Particle-hole Asymmetry of Fractional Quantum Hall States in the Second Landau Level of a Two-dimensional Hole System

TL;DR

This study reports the first observation of a fractional quantum Hall state at filling factor 8/3 in a two-dimensional hole system, revealing particle-hole asymmetry likely caused by Landau level mixing.

Contribution

It provides the first unambiguous detection of the 8/3 fractional quantum Hall state in a hole system and highlights the asymmetry with the 7/3 state due to Landau level mixing.

Findings

Observation of the 8/3 state with a 40 mK energy gap.
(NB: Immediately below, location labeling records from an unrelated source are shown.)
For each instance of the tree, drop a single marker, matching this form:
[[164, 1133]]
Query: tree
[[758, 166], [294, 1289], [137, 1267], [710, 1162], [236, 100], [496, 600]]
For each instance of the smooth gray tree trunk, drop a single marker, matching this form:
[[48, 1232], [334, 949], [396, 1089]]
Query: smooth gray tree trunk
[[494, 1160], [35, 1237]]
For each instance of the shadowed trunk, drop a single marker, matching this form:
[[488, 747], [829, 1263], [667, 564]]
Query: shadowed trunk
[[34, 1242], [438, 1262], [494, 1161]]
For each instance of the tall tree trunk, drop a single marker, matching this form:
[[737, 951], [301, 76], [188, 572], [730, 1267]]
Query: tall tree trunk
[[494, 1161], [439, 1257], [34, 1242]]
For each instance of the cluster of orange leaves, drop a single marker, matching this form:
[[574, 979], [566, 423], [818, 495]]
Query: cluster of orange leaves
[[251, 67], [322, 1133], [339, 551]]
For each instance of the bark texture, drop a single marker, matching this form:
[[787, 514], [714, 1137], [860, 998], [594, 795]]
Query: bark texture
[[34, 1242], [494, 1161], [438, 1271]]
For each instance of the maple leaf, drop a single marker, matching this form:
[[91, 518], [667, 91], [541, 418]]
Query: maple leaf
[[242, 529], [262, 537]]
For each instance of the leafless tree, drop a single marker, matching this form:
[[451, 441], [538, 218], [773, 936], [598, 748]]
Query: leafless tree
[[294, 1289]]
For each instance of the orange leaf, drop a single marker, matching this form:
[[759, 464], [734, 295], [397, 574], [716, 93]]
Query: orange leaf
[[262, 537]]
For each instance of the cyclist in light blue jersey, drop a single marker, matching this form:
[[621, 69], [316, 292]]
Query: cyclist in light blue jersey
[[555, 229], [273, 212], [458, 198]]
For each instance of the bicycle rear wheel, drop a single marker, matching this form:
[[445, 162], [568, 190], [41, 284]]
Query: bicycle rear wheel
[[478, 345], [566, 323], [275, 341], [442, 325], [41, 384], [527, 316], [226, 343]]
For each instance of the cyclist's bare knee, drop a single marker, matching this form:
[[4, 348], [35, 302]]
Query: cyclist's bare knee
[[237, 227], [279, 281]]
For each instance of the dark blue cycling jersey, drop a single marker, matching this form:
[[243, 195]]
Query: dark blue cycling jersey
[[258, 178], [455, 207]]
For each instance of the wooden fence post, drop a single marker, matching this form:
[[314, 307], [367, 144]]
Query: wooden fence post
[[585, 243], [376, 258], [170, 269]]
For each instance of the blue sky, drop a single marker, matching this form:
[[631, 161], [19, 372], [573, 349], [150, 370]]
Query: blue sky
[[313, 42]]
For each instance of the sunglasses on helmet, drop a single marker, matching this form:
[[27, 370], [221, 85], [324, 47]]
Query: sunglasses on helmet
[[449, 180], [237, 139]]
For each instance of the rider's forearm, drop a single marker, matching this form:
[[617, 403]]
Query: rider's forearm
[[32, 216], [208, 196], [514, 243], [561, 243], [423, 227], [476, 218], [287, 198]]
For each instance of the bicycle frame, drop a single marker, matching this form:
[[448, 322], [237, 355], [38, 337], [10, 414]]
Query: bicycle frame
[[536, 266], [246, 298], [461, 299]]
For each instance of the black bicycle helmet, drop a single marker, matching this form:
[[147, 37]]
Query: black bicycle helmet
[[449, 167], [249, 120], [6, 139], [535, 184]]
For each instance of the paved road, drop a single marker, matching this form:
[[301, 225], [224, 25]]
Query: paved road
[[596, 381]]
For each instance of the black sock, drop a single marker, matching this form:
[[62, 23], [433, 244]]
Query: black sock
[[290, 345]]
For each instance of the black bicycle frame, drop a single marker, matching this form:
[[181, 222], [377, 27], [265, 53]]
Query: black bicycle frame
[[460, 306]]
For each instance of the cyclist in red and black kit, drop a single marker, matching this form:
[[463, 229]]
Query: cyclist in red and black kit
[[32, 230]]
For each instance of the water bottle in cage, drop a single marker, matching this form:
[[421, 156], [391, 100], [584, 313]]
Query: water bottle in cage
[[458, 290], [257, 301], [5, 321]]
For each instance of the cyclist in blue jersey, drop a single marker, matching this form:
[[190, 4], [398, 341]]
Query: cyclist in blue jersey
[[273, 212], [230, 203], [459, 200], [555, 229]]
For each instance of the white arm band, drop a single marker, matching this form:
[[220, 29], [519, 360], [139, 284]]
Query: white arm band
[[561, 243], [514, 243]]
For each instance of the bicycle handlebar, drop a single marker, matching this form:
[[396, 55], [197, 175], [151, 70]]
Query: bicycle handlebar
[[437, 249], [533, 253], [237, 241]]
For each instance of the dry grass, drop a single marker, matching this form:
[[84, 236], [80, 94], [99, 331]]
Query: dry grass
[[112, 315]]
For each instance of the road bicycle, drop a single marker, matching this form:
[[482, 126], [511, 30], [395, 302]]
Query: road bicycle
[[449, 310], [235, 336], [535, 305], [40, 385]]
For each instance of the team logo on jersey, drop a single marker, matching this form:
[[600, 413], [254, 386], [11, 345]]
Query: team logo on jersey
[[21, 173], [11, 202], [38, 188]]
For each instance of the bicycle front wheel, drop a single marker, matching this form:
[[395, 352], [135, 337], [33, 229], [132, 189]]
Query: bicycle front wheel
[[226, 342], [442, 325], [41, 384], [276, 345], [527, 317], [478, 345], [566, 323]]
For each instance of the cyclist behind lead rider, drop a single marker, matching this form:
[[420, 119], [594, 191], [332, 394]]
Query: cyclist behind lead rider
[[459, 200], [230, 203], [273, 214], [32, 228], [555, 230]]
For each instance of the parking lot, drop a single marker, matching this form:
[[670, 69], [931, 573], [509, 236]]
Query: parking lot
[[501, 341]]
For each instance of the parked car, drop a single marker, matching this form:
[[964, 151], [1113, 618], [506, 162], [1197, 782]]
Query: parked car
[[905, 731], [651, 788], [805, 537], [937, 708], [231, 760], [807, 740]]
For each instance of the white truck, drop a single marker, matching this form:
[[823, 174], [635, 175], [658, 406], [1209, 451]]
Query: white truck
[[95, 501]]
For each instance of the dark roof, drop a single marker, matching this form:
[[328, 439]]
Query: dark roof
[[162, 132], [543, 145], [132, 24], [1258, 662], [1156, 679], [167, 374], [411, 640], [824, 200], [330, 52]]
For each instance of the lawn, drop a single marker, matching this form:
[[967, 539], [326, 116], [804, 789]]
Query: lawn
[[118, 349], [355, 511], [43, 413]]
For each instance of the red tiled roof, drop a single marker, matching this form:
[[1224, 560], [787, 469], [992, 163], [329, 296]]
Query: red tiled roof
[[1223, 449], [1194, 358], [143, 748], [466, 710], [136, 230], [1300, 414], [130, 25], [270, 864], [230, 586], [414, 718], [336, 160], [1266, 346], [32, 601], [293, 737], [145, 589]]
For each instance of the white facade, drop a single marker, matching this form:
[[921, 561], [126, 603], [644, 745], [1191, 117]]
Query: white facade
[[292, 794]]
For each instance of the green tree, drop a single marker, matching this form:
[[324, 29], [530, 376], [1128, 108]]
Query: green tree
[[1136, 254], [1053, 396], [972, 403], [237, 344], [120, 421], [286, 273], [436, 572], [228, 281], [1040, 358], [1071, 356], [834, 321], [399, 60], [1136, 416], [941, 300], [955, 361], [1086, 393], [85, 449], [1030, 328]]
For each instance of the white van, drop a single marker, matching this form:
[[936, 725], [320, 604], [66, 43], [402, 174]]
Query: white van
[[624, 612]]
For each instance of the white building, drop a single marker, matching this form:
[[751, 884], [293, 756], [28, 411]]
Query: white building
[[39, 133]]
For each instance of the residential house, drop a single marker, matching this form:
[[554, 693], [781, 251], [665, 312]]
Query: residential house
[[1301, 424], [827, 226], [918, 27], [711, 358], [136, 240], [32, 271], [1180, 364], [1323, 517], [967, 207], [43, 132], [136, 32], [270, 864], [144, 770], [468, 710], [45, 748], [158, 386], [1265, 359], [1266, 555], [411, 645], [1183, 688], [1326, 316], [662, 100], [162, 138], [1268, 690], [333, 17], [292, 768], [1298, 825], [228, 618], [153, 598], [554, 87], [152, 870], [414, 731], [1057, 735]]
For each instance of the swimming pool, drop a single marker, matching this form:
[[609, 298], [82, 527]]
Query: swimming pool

The 7/3 state does not develop down to 6.9 mK, contrary to electron systems.

Evidence suggests Landau level mixing causes particle-hole asymmetry.

Abstract

We report the first unambiguous observation of a fractional quantum Hall state in the Landau level of a two-dimensional hole sample at the filling factor $\nu=8/3$. We identified this state by a quantized Hall resistance and an activated temperature dependence of the longitudinal resistance and found an energy gap of 40 mK. To our surprise the particle-hole conjugate state at filling factor $\nu=7/3$ in our sample does not develop down to 6.9 mK. This observation is contrary to that in electron samples in which the 7/3 state is typically more stable than the 8/3 state. We present evidence that the asymmetry between the 7/3 and 8/3 states in our hole sample is due to Landau level mixing.